‘Nee, we doen gewoon ons werk hoor. Wij offeren ons voor dag en dauw op om de wereld te behoeden voor overlast veroorzakende ganzen, hertjes, haasjes en konijntjes. Echt, we schieten met enorme tegenzin, maar ja, we hebben nu eenmaal geen keus.’ Ik geef het maar direct toe, bovenstaande zin heb ik zelf verzonnen, maar hij zou in een folder van een jagersclubje (tegenwoordig profileren ze zich als ‘faunabeheerder’) zeker niet misstaan.
Ik ben er van overtuigd dat menig jager in Zuid-Holland ongemerkt een vreugdekreetje liet ontsnappen bij het lezen van het nieuws over dat mislukte ‘ganzenakkoord? ,,Hé Truus, heb je dat gelezen? Het ganzenakkoord is mislukt. Tja, nou moet ik wel aan de slag. Waar ligt m’n hoedje met die veertjes er op?’
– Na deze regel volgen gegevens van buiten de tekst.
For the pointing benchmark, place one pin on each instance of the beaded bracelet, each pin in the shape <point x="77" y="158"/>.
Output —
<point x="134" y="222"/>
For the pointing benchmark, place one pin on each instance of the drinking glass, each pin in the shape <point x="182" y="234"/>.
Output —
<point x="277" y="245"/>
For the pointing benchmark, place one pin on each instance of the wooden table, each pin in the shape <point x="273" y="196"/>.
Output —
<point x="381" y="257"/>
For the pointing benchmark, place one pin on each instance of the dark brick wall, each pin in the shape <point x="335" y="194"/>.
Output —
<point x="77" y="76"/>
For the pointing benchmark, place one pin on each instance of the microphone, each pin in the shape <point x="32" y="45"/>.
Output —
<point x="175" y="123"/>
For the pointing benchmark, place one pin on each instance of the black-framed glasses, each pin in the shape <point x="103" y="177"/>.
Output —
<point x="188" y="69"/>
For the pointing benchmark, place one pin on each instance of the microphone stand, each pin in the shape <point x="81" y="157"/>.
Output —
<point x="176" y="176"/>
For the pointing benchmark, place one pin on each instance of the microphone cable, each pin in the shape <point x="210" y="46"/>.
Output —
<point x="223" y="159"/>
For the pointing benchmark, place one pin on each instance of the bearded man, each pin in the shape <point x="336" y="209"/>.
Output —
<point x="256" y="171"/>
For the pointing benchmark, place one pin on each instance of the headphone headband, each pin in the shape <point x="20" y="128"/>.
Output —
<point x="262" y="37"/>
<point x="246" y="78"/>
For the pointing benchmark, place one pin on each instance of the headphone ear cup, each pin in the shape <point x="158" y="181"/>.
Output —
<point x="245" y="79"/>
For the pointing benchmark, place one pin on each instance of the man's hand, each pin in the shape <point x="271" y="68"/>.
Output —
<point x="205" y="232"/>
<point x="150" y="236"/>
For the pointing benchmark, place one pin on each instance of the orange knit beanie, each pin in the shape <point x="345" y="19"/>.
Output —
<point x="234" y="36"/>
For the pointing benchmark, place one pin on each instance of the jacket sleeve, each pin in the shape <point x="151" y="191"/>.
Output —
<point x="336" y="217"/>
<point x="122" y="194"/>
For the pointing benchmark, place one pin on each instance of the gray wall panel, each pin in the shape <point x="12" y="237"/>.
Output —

Nee, het woord ganzenakkoord heb ik niet zelf verzonnen, want het bestaat, hoe droevig ook, echt in dit doorgeorganiseerde regellandje. Met ganzenakkoord wordt namelijk het overleg bedoeld tussen de Nederlandse provincie en een aantal landbouworganisaties over het beheer van ganzen in Nederland. Daar zijn er kennelijk te veel van en het schijnt dat deze vogels nu te veel schade toebrengen aan landbouw en natuur. De ganzenpopulatie groeit al jaren gestaag omdat ze in de zomer niet meer wegtrekken, maar in Nederland blijven broeden. Als er nu niets aan wordt gedaan, dan blijft de schade toenemen. En weet u wiens schuld dat is? Onze eigen schuld, want met het inrichten van natuurgebieden in deze provincie zijn we kennelijk nogal doorgeschoten en dus blijven de ganzen maar al te graag in voedselrijk Zuid-Holland. Dát er dus te veel ganzen zijn en dát ze de boeren schade toebrengen wil ik best geloven, maar het terugdringen van de ganzenpopulatie kan ook zonder de jacht. Met het schudden van eieren bijvoorbeeld en met simpelweg verjagen, want daar bestaat inmiddels geavanceerde apparatuur voor. Zo zijn er tegenwoordig volautomatische laserguns (nee, niet met dodelijke stralen) en, geloof het of niet, er bestaan zelfs robotroofvogels. In Flevoland hebben ze dat inmiddels aardig begrepen, maar in de Drechtstreek en vooral in De Hoeksche Waard slapen schietgrage griezels alweer onrustig in hun camouflagepyjamaatjes.